Yamahata was born in Singapore, the son of photographer Shōgyoku Yamahata, who owned the studio G. T. Sun. Yamahata spent his early career employed by his father and in 1940 became a military photographer, working mainly in China and South East Asia. He returned to Japan shortly before the atomic bombing of Hiroshima — travelling through the city by train only the day before — and was near Nagasaki when the second bomb was dropped. Together with the writer Jun Higashi and the painter Eiji Yamada, Yamahata was immediately assigned to document the destruction, and the three travelled by train for twelve hours, arriving at three in the morning. Over the course of the day he took around 119 exposures, the only extensive photographic record of the immediate aftermath of either atomic bombing.
Recalling this experience seven years later, Yamahata wrote that “the explosion and the fires had reduced the entire city (about four square kilometers) to ashes in a single instant. Relief squads, medical and fire-fighting teams, could do nothing but wait. Only the luck of being in a well-placed air raid shelter could be of any use for survival. Even if the medical and fire-fighting teams from the surrounding areas had been able to rush to the scene, the roads were completely blocked with rubble and charred timber. One had not the faintest idea where the water main might be located, so it would have been impossible to fight the fires. Telephone and telegraph services were suspended; the teams could not contact the outside world for help. It was truly a hell on earth. Those who had just barely survived the intense radiation — their eyes burned and their exposed skin scalded — wandered around aimlessly with only sticks to lean on, waiting for relief. Not a single cloud blocked the direct rays of the August sunlight, which shone down mercilessly on Nagasaki, on that second day after the blast” (Yamahata, “Photographing the Bomb, A Memo”, 1952).
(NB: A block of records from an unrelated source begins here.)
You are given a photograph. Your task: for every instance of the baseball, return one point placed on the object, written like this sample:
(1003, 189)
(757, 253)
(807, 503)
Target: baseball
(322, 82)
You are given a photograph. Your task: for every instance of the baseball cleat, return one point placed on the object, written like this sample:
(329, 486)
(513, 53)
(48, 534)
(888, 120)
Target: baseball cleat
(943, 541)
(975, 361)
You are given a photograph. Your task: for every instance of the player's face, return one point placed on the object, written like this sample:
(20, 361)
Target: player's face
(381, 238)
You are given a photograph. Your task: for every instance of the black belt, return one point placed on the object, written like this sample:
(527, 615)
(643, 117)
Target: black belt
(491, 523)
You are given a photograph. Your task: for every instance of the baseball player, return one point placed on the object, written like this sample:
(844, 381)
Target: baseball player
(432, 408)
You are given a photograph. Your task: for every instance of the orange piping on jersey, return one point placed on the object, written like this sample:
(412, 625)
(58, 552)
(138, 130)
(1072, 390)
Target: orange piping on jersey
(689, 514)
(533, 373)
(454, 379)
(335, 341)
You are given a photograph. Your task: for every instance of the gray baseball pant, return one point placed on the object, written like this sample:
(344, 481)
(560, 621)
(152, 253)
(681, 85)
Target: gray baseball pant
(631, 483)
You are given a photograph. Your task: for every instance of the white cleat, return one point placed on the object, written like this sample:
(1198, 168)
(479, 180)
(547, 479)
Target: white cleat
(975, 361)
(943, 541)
A few of Yamahatas’ photographs appeared in the Japanese daily Mainichi Shimbun, but the occupying American regime prevented further publication. Yamahata hid the negatives, of which 71 have survived, and clandestine copies began circulating privately, though these were confiscated whenever discovered by US officials (see the album of a US M.P. officer sold at Bonhams NY in June 2014). It was only in 1952, with the removal of restrictions, that Yamahata was able to speak out and share the photos publicly. The provenance of these copies is unclear. The notes are in a typical American hand of the early to mid-20th century, and they may be confiscated copies, or perhaps were purchased later by a visitor to Japan. One is annotated “wrecked house, most are made of wood” as if the writer had some experience of the region. One of the notes on the back of the panoramic set is, “full view of Hiroshima”, and the other reads, “Notice most concrete buildings still standing”, so perhaps these were mailed from someone in Japan to a correspondent back at home in America, to illustrate experiences conveyed in a letter.
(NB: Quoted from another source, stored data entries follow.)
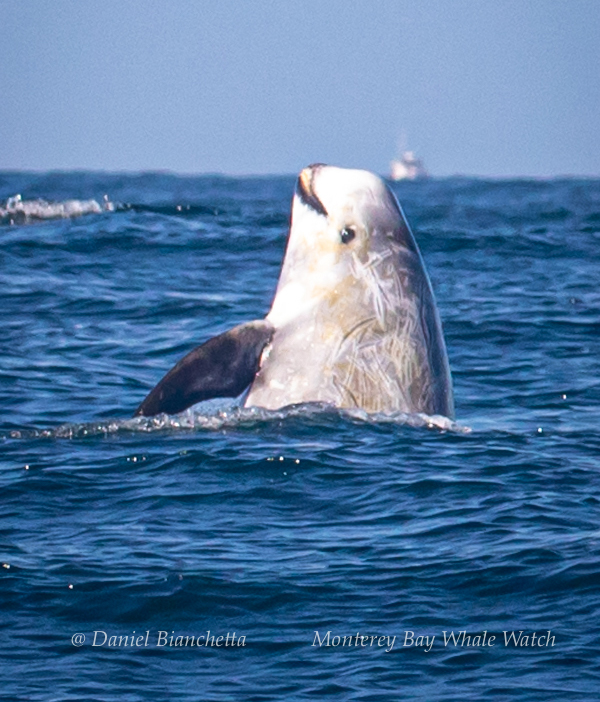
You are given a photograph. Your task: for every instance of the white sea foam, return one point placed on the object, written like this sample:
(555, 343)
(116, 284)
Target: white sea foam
(19, 211)
(237, 417)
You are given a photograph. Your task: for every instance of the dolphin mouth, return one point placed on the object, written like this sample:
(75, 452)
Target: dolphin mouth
(305, 189)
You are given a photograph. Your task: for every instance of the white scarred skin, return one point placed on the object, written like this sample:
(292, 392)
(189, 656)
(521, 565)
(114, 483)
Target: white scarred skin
(356, 323)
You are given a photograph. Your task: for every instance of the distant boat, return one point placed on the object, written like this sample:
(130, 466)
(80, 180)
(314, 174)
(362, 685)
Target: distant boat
(408, 167)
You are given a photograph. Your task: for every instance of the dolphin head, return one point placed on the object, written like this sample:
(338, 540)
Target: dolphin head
(345, 223)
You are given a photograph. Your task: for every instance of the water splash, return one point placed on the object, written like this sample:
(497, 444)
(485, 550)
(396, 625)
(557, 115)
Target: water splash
(15, 210)
(238, 417)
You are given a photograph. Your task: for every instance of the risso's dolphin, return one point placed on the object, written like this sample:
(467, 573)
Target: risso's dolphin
(354, 321)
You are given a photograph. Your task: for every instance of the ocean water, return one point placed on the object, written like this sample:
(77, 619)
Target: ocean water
(304, 530)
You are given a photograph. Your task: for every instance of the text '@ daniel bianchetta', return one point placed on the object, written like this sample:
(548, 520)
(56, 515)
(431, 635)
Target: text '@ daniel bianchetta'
(407, 640)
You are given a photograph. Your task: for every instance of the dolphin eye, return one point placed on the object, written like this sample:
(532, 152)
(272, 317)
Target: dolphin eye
(347, 234)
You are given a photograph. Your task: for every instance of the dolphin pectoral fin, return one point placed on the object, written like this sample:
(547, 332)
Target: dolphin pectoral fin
(224, 366)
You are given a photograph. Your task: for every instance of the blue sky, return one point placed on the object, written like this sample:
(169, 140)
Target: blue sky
(484, 87)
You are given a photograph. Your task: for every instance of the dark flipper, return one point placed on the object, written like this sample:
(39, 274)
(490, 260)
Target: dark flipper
(222, 367)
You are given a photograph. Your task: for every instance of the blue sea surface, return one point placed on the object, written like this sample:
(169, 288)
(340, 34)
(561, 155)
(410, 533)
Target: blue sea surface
(305, 526)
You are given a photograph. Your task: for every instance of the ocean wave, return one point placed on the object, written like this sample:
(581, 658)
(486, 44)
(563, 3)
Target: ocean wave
(18, 211)
(239, 417)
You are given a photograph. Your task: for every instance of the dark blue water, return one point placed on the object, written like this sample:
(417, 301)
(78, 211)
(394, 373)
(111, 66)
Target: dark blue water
(276, 526)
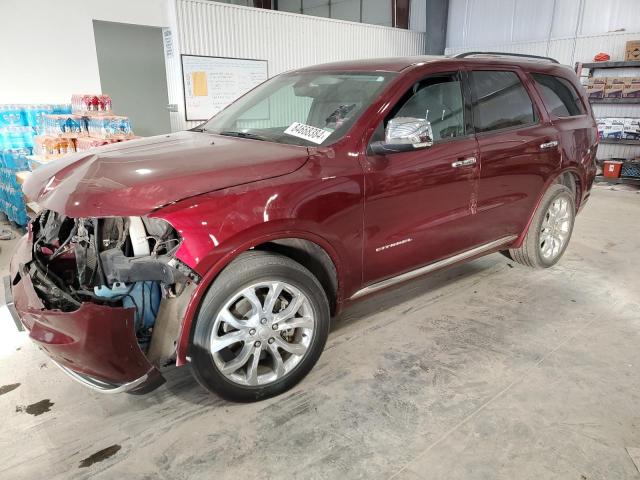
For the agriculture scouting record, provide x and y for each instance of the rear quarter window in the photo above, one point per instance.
(559, 95)
(500, 101)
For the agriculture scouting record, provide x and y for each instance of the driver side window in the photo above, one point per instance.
(436, 98)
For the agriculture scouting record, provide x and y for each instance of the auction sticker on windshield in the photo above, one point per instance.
(308, 132)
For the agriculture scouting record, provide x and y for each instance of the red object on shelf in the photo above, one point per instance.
(612, 168)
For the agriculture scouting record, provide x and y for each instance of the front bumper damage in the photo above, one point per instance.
(96, 344)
15 black and white photographs. 12 of the prints are 142 x 104 mm and have white borders. The remaining 3 (149 x 108 mm), which form a panorama when placed side by side, have been printed without borders..All the photos were numbered at the time in manuscript, identifying the two sequences, the first set running 1-12 and the second 1-3, and 5 also have informative manuscript notes on the backs. All are a little rubbed at the extremities, the three larger photos are slightly creased, one has a small reddish mark on the image, and another has a small spot of a gummy substance like bluetack on the back. Very good condition.